In Giappone, la prossima settimana dovrebbe aprirsi la via per
un nuovo capitolo sul tema della politica monetaria ultraespansiva.
Infatti, con la stima del PIL per il terzo trimestre, che sarà
pubblicata lunedì, si prevede che l'impero per la seconda volta
dall'autunno 2014 ricadrà in una recessione tecnica. Giovedì,
la Banca centrale giapponese non dovrebbe ancora decidere
alcun aumento del programma di acquisti di titoli, che ammonta
annualmente a circa YEN 80 bilioni (circa CHF 650 miliardi),
se la crescita trimestrale negativa dovesse essere in linea
con le attese. La pressione per un ulteriore allentamento politico-monetario
dovrebbe però aumentare ulteriormente a
causa della recessione dopo le previsioni sull'inflazione e sulla
crescita già riviste al ribasso.
Mentre negli Stati Uniti l'inizio della normalizzazione dei tassi
dopo il rapporto sorprendentemente buono sul mercato del
lavoro si è avvicinato, il percorso politico-monetario del Giappone
va quindi nella stessa direzione di quello della BCE. Infatti,
dopo il chiaro annuncio di Mario Draghi di un possibile ampliamento
del programma di acquisti di obbligazioni, la BCE è in
un certo senso costretta a far seguire i fatti alle parole. Nonostante
la crisi dei paesi emergenti, dovrebbe quindi proseguire
la prudente ripresa dell'Eurozona, confermata dai dati del terzo
trimestre. Non solo l'Eurozona nel complesso, infatti, ma anche
i due paesi dominanti Germania e Francia, hanno registrato
una crescita conforme alle aspettative rispetto al trimestre
precedente. Particolarmente positivo, con un incremento
dello 0.3%, è l'andamento della Francia, non troppo incline
alle riforme, che nel trimestre precedente si trovava ancora in
fase di stagnazione.
Diversamente dai dati del PIL, il tasso d'inflazione UEM dovrebbe
invece continuare a destare preoccupazioni per la BCE.
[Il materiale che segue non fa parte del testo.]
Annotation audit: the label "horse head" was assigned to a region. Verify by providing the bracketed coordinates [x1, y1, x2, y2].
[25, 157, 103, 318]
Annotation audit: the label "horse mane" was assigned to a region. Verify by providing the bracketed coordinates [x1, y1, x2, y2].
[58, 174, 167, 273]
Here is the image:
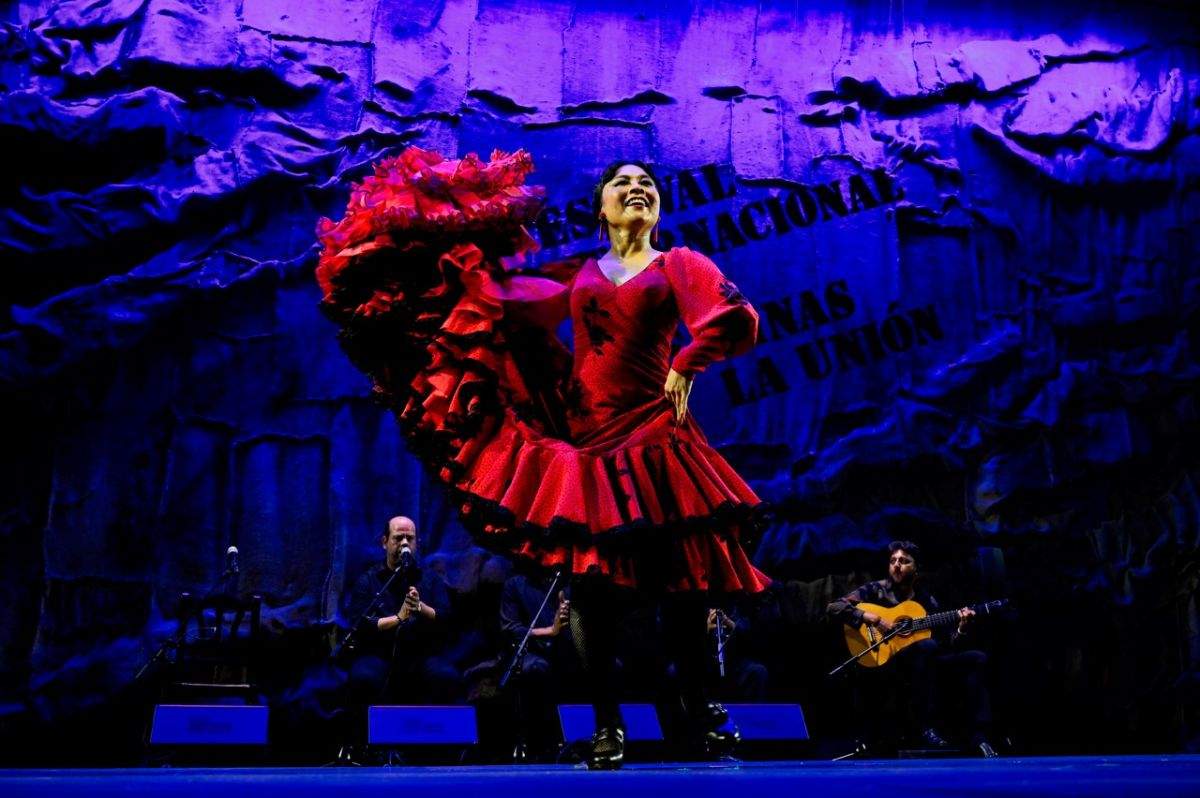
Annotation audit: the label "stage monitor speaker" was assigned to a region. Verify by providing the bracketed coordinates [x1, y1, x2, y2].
[150, 704, 268, 745]
[558, 703, 662, 743]
[725, 703, 809, 742]
[367, 706, 479, 745]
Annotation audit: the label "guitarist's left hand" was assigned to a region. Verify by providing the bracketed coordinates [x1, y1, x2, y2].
[959, 607, 974, 635]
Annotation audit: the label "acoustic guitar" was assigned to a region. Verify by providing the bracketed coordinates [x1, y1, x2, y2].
[844, 599, 1008, 667]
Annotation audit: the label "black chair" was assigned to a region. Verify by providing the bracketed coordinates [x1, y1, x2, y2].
[163, 593, 263, 703]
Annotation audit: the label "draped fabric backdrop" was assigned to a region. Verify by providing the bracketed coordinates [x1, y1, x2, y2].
[0, 0, 1200, 750]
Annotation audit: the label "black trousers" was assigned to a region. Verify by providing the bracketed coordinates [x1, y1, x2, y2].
[571, 577, 708, 727]
[856, 638, 991, 739]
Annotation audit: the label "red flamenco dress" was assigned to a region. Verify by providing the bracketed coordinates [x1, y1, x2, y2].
[317, 148, 769, 592]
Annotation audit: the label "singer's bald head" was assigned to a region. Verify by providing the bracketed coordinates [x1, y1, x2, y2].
[383, 515, 416, 568]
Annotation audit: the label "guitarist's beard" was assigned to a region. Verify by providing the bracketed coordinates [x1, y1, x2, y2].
[888, 569, 917, 595]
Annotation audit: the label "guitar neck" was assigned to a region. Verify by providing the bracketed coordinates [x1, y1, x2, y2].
[912, 599, 1004, 631]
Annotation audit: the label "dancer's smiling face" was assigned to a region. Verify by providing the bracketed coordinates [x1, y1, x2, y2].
[600, 163, 659, 230]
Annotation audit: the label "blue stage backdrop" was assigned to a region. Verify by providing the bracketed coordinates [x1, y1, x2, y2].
[0, 0, 1200, 753]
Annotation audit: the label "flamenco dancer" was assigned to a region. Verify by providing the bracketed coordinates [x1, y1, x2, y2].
[317, 148, 769, 768]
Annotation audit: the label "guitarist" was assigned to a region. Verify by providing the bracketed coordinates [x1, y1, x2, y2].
[826, 540, 996, 757]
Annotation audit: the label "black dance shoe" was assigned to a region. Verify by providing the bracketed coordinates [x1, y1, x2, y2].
[588, 726, 625, 770]
[919, 727, 950, 750]
[971, 734, 1000, 760]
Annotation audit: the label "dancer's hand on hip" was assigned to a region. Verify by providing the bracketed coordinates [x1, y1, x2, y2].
[662, 368, 692, 421]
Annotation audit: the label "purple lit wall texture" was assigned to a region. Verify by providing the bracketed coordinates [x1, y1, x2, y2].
[0, 0, 1200, 748]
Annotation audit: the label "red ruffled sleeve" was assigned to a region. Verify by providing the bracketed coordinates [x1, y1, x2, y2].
[664, 248, 758, 377]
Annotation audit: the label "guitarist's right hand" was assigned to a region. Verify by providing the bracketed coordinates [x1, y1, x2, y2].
[863, 611, 892, 634]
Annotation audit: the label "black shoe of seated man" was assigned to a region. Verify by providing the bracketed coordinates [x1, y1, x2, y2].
[588, 726, 625, 770]
[920, 728, 950, 749]
[691, 701, 742, 758]
[971, 734, 1000, 760]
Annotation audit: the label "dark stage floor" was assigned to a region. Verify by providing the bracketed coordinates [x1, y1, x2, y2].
[0, 756, 1200, 798]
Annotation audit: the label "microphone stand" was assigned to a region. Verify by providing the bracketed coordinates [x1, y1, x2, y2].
[499, 571, 563, 762]
[716, 610, 730, 679]
[133, 552, 241, 683]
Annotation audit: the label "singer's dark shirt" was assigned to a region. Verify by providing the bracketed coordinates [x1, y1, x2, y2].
[347, 565, 450, 659]
[826, 580, 958, 643]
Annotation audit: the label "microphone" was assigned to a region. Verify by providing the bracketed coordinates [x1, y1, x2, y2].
[400, 542, 416, 571]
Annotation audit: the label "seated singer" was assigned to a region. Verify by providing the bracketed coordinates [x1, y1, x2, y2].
[826, 540, 996, 757]
[348, 516, 462, 707]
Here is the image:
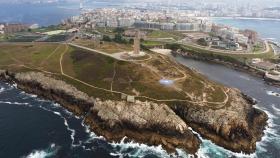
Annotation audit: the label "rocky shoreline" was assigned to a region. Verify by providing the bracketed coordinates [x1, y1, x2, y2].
[173, 53, 280, 87]
[0, 70, 267, 154]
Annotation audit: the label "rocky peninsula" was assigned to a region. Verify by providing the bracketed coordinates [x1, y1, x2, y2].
[0, 71, 267, 154]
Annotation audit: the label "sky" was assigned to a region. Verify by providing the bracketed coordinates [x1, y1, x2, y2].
[0, 0, 280, 6]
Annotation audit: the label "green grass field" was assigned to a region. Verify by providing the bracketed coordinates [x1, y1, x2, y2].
[147, 30, 184, 40]
[0, 43, 232, 108]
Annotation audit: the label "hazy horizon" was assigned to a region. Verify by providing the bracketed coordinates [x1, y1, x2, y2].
[0, 0, 280, 6]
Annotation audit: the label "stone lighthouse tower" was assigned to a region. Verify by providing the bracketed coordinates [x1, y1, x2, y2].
[134, 30, 141, 55]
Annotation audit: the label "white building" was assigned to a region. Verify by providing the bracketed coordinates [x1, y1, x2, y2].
[175, 23, 193, 31]
[234, 33, 249, 45]
[118, 18, 135, 27]
[160, 23, 175, 30]
[0, 24, 5, 34]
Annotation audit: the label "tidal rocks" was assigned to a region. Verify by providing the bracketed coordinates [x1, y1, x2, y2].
[84, 99, 200, 153]
[0, 71, 268, 153]
[173, 89, 268, 153]
[0, 71, 200, 153]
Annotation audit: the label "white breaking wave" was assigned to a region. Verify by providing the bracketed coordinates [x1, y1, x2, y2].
[0, 101, 31, 106]
[272, 104, 280, 115]
[0, 87, 5, 93]
[110, 137, 188, 158]
[266, 91, 280, 98]
[39, 106, 76, 147]
[23, 144, 58, 158]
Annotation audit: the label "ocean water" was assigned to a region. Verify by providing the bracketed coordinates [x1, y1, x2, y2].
[0, 57, 280, 158]
[212, 18, 280, 42]
[0, 1, 133, 26]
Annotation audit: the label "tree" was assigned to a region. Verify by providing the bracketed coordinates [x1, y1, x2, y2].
[114, 27, 125, 34]
[197, 38, 208, 46]
[102, 35, 112, 42]
[114, 33, 127, 44]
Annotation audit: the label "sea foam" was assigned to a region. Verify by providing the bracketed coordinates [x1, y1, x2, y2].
[23, 144, 59, 158]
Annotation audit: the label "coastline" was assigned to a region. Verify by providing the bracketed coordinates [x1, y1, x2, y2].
[0, 70, 201, 154]
[173, 53, 280, 87]
[0, 68, 267, 154]
[207, 16, 280, 21]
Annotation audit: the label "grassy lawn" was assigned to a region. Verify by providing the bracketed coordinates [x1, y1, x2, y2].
[0, 43, 232, 106]
[74, 39, 133, 54]
[182, 45, 274, 62]
[147, 30, 184, 40]
[142, 41, 164, 47]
Tanto più che ultimamente il forte USD e i deboli dati della Cina
hanno ancora penalizzato le materie prime.
Tuttavia, per il momento l'attenzione dei funzionari della BCE
è rivolta meno ai dati dell'inflazione e più a Toronto. Infatti, in
quella città la relativamente piccola agenzia di rating DBRS valuta
questo venerdì la solvibilità del Portogallo. E mentre le altre
agenzie di rating hanno già classificato i titoli di stato del
Portogallo come titoli spazzatura, la DBRS, come unica agenzia
decisiva per la BCE, vede attualmente i titoli portoghesi ancora
come investment grade, il che per la BCE è di fondamentale
importanza. Infatti, affinché le obbligazioni di un paese
dell'euro possano essere acquistate nell'ambito del programma
di acquisti di obbligazioni, la valutazione di almeno
una delle agenzie riconosciute dalla BCE deve classificare i titoli
perlomeno come BBB risp. Baa (Moody's). Se la DBRS cambiasse
ora quest'ultima valutazione investment grade a causa
dell'imminente alleanza di governo tra socialisti contrari alle riforme,
comunisti e verdi, la BCE dovrebbe allora escludere il
Portogallo dal proprio programma di acquisti. Un tale passo
dovrebbe far impennare i tassi d'interesse dei titoli di stato portoghesi
e determinare un nuovo nervosismo sui mercati. Proprio
a causa di questi possibili effetti prevediamo tuttavia che
la DBRS non classificherà (ancora) le obbligazioni portoghesi
come titoli spazzatura, ma ridurrà solo la previsione da stabile
a negativa.
Preoccupazioni di ben altra natura tormentano invece gli Stati
Uniti, dove l'industria manifatturiera deve sempre far fronte a
difficili ostacoli. Per la produzione industriale di ottobre si prevede
di nuovo un leggero aumento per la prima volta dopo tre
mesi, ma l'indice è sempre al di sotto del valore dell'inizio
dell'anno. Un andamento che è stato riscontrato per l'ultima
volta nel 2009. Negativi per l'industria statunitense sono soprattutto
la crisi nel settore dell'energia, causata dal basso
prezzo del petrolio, i deboli paesi emergenti e la forte valuta,
che di recente è ancora salita a causa dell'aumento delle pre
visioni sui tassi
 
..................................

Focus: borse in balia dell'inversione dei tassi
USA
Attualmente le borse sono dominate dalla domanda sulla possibile
reazione del mercato alla prossima inversione dei tassi negli
Stati Uniti. Anche se assegniamo a un aumento dei tassi a
marzo 2016 una probabilità leggermente superiore rispetto a
dicembre 2015, l'inversione si sta senza dubbio avvicinando.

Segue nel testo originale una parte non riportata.